The iMarker also works with Crayola’s Paint and Create app, which offers extra content via in-app purchases. Even so, it’s hard to say how long it will keep kids entertained if they’re already in the habit of drawing with their fingers. My kids had fun with the iMarker, Miss 5 was impressed but Mr 8 wondered aloud why you’d buy the pen when you can colour with your finger for free.

To be honest the battery-powered iMarker seems to be more for Crayola’s benefit than yours, to ensure you don’t use the advanced interactive features of the app without buying the fancy pen. It’s not like an active digitiser that you’d get with a tablet PC. The only
real advantage is that you can use the iMarker to draw and use your fingers to switch between drawing implements without accidentally drawing on the picture with your finger.

You can choose from pencils, crayons, textas, whiteboard markers and paint brushes, with various colours and line widths. There’s even a ‘stay inside the lines’ mode, but traditionalists can disable it.

You only need to unlock the app’s advanced features once. After this you’ve the option of ‘finger mode’, letting you colour with your finger if the pen’s battery runs flat.

What’s odd is that without power the iMarker doesn’t work in finger mode. The touchscreen will only acknowledge the pen when it’s switched on, even in other drawing apps. This is frustrating when you consider there are many passive iPad-friendly pens around.

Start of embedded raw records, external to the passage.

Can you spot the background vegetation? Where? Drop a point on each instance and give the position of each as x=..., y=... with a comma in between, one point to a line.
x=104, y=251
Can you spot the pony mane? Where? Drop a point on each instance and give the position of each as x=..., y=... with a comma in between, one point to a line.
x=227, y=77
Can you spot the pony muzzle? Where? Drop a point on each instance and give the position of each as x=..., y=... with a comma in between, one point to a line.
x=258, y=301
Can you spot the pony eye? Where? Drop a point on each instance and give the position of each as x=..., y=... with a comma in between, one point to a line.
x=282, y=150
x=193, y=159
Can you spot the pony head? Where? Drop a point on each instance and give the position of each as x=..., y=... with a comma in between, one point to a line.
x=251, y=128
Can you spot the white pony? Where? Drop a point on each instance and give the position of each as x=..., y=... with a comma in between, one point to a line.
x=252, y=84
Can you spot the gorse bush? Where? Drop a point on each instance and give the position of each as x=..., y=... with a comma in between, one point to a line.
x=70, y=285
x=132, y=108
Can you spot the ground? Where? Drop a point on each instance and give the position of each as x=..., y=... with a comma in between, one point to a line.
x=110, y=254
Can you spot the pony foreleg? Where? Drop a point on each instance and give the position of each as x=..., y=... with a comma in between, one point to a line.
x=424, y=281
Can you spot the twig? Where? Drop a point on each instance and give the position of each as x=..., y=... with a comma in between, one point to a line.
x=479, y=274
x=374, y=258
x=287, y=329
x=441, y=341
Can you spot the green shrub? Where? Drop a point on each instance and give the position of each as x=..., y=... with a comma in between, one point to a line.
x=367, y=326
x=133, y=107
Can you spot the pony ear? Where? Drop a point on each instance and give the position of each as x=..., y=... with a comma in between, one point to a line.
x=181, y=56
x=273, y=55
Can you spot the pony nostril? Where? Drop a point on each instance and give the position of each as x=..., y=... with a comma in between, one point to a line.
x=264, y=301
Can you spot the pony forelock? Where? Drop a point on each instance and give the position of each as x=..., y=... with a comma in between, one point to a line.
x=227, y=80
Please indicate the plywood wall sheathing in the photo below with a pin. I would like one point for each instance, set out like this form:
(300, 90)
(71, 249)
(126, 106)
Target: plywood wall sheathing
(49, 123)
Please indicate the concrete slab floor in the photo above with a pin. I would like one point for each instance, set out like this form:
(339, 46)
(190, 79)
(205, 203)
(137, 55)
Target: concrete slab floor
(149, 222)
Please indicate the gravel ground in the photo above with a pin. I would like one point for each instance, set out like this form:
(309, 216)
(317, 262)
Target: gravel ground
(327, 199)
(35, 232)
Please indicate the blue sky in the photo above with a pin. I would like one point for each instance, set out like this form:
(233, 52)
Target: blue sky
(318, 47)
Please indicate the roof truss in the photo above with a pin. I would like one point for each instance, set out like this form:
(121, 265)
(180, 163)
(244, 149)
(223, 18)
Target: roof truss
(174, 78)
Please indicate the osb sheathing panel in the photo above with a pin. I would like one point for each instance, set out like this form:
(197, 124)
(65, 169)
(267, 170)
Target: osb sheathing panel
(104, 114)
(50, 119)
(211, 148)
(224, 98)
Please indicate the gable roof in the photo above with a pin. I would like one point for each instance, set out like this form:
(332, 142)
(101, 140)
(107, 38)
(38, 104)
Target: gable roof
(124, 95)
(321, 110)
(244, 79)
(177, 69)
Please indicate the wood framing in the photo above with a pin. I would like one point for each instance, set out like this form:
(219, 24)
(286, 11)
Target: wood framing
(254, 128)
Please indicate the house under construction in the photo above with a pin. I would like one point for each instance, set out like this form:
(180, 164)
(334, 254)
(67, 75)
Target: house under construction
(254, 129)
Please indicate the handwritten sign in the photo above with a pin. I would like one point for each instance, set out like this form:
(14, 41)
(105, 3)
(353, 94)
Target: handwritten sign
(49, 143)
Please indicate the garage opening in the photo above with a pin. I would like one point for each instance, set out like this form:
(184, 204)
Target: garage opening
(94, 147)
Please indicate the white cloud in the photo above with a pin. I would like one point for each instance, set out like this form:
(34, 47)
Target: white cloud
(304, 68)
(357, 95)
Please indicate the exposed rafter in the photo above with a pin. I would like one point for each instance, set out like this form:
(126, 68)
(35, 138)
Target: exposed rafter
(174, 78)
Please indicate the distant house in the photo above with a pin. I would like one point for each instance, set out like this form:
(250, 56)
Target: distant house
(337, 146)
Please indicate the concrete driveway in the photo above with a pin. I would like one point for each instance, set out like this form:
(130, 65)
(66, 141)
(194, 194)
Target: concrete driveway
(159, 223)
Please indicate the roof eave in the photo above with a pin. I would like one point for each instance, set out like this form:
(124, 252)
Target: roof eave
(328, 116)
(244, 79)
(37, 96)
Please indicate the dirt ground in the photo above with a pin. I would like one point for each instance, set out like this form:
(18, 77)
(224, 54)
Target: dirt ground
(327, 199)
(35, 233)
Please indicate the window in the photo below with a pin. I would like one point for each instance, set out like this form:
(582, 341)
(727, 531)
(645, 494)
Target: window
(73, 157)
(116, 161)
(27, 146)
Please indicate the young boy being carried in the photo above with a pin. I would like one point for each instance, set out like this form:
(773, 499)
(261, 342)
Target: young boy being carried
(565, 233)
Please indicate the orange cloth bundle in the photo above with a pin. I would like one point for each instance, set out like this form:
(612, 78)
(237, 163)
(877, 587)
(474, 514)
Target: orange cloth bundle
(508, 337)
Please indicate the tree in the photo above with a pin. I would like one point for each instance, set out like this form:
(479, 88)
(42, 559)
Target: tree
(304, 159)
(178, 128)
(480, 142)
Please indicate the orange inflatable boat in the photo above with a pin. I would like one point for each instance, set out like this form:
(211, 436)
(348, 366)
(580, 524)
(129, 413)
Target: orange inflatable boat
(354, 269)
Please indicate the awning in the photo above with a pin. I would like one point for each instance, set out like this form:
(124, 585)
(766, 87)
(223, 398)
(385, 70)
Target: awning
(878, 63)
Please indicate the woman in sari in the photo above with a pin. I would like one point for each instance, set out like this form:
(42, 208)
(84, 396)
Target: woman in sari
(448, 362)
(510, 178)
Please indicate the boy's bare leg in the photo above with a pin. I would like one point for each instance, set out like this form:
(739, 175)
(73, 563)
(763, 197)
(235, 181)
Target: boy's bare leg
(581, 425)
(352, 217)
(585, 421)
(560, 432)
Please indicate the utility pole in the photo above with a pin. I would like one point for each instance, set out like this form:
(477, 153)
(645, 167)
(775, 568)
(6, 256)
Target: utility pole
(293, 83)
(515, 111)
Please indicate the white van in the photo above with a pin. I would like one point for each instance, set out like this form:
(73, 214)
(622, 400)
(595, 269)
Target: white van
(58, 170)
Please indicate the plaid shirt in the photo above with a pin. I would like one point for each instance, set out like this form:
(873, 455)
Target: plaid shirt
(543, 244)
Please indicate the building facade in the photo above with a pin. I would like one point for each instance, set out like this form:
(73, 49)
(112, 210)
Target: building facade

It’s worth remembering that $39 would buy plenty of other great kid- friendly drawing iPad apps. It seems you’re really paying for the novelty of colouring on the iPad with a Crayola crayon. Of course, kids who’ve grown up with touchscreen iGadgets might not even care about physical pens (which is obviously what worries Crayola).

Australian Macworld’s buying advice:

If the iMarker was much more expensive we’d say don’t bother. It doesn’t actually add any advanced features compared to passive pens. But it’s got Crayola written on it. If that’s what it takes to keep your kids busy, it could be money well spent.